Suffolk County Police say officers on patrol found – and captured – a missing exotic cat early Friday morning in Central Islip.
The wild animal, which authorities believe to be a Eurasian lynx, was reported this week from various locations in the Islips. He was spotted and captured on Hawthorne Avenue around 3:30 a.m., police said. The cat was then transported by Strong Island Animal Rescue League to the Sweetbriar Nature Center in Smithtown.
The feline was captured using a heat-seeking drone, said Janine Bendicksen, wildlife rehabilitator at the Sweetbriar Nature Center. The animal was seen rummaging through trash and sedated by the Suffolk County Special Services Unit, she said.
It is unclear whether the cat, which appears to be around 1 year old, is a male or female. Besides being hungry and exhausted, he doesn’t appear to be injured, but the center vet will assess the cat on Friday, Bendicksen said.
“[It] needs some R&R,” she said. “I think [it] had a little adventure.
Bendicksen said they will keep the cat at Sweetbriar until it can be moved to a permanent facility. Suffolk SPCA chief Roy Gross said the shelter would likely be out of state.
John Di Leonardo, president of Humane Long Island, said he secured a placement for the cat at the Turpentine Creek Wildlife Refuge in Colorado, a haven for abused, abandoned and neglected big cats.
“Right now the most important thing is that he’s off the streets,” Gross said.
Reported sightings of the exotic cat first surfaced early Tuesday morning when a resident of Half Acre Road in Central Islip discovered the animal on his front porch. The cat, which is illegal to own in New York, had been spotted in various parts of Central Islip, along with a report to police that it had been spotted eight miles from West Islip on Boulevard Avenue.

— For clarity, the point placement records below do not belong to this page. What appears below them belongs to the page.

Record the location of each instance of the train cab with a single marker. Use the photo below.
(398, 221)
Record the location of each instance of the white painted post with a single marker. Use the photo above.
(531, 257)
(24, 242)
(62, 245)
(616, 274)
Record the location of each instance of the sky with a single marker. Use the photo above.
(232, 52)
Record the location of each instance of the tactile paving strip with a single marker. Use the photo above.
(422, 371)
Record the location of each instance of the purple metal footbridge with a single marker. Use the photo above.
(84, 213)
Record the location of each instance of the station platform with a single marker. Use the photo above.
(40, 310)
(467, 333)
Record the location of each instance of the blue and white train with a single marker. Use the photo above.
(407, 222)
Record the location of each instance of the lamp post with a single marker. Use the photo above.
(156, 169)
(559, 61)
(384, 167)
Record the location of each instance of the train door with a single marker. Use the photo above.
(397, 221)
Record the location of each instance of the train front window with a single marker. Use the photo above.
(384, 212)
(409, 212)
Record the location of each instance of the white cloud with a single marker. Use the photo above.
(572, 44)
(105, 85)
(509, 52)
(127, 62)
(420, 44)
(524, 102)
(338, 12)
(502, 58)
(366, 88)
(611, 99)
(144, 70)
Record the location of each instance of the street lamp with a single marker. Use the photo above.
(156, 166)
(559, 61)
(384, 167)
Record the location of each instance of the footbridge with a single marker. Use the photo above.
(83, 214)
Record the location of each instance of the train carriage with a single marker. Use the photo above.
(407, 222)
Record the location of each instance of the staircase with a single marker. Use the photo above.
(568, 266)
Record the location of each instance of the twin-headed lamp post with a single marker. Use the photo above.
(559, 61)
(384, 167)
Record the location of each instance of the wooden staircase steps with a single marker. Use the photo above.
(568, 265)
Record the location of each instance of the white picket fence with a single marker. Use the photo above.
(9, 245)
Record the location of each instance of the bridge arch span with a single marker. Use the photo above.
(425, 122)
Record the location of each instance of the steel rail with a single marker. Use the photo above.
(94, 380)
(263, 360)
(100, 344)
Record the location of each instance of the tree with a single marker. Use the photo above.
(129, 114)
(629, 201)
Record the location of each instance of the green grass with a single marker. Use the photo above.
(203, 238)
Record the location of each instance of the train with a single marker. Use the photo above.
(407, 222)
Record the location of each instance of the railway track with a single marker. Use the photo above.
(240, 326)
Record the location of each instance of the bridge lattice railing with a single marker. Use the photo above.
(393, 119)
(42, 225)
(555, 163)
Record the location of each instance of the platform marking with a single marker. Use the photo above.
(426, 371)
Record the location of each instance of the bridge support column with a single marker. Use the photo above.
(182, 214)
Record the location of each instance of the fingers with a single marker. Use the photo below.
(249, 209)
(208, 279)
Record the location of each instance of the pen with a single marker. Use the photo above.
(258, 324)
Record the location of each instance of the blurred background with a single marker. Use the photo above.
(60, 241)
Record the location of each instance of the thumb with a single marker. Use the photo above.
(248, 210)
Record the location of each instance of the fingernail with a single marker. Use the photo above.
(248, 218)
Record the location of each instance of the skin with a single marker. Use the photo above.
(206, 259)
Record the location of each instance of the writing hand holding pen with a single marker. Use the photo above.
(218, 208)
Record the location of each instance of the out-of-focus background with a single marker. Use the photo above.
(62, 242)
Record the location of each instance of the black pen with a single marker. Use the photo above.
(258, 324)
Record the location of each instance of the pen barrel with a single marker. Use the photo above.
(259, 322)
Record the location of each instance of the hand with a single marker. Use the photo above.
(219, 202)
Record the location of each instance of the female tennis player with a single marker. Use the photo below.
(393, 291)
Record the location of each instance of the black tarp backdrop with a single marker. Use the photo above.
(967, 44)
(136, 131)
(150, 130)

Initial thoughts, Gross said, were that the exotic cat was either a bobcat, lynx or serval, but animal experts said photos were taken by owner Diane Huwer as he wandered around. from her porch on Wednesday, eating food and drinking water from dog bowls. , indicated that it is probably an Eurasian lynx.
The Eurasian lynx is native to parts of Europe, Russia, and Central Asia and can weigh up to 60 pounds.
“Someone obviously had him as a pet,” Gross said.
Gross said the SPCA and the state Department of Environmental Conservation are trying to determine who the animal belongs to, and said that once determined, that person or persons would face charges.
“These are wild animals, not the type of animals everyone should have,” Gross said. “They don’t belong in captivity that way.”